North Carolina State University researchers have developed ways to monitor and manipulate the electrical signals used by moths to control their flight muscles. They hope to use this work to develop remote controlled “biobot” style moths for future use in emergency response situations. From Science Daily:
“In the big picture, we want to know whether we can control the movement of moths for use in applications such as search and rescue operations,” says Dr. Alper Bozkurt, an assistant professor of electrical and computer engineering at NC State and co-author of a paper on the work. “The idea would be to attach sensors to moths in order to create a flexible, aerial sensor network that can identify survivors or public health hazards in the wake of a disaster.”

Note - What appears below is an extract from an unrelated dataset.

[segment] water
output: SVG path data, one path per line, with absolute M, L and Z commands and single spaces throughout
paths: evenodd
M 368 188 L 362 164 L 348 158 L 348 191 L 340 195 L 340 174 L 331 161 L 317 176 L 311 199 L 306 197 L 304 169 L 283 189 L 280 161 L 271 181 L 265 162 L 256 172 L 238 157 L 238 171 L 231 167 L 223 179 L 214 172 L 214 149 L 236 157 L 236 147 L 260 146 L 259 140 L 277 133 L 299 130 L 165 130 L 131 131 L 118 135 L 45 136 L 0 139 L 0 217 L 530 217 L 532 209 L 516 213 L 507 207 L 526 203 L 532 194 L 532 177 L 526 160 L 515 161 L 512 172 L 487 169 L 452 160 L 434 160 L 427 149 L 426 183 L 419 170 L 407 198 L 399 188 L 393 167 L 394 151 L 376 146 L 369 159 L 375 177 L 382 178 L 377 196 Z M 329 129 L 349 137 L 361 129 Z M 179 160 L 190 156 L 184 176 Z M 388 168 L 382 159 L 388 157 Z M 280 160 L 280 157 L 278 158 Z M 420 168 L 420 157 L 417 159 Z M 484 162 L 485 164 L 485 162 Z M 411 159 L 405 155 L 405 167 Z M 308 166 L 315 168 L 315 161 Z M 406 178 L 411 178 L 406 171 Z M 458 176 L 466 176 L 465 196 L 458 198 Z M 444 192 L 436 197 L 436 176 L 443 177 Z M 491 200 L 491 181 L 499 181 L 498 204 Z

The paper presents a technique Bozkurt developed for attaching electrodes to a moth during its pupal stage, when the caterpillar is in a cocoon undergoing metamorphosis into its winged adult stage. This aspect of the work was done in conjunction with Dr. Amit Lal of Cornell University.
But the new findings in the paper involve methods developed by Bozkurt’s research team for improving our understanding of precisely how a moth coordinates its muscles during flight.
By attaching electrodes to the muscle groups responsible for a moth’s flight, Bozkurt’s team is able to monitor electromyographic signals — the electric signals the moth uses during flight to tell those muscles what to do.
The moth is connected to a wireless platform that collects the electromyographic data as the moth moves its wings. To give the moth freedom to turn left and right, the entire platform levitates, suspended in mid-air by electromagnets.
“By watching how the moth uses its wings to steer while in flight, and matching those movements with their corresponding electromyographic signals, we’re getting a much better understanding of how moths maneuver through the air,” Bozkurt says.
“We’re optimistic that this information will help us develop technologies to remotely control the movements of moths in flight,” Bozkurt says. “That’s essential to the overarching goal of creating biobots that can be part of a cyberphysical sensor network.”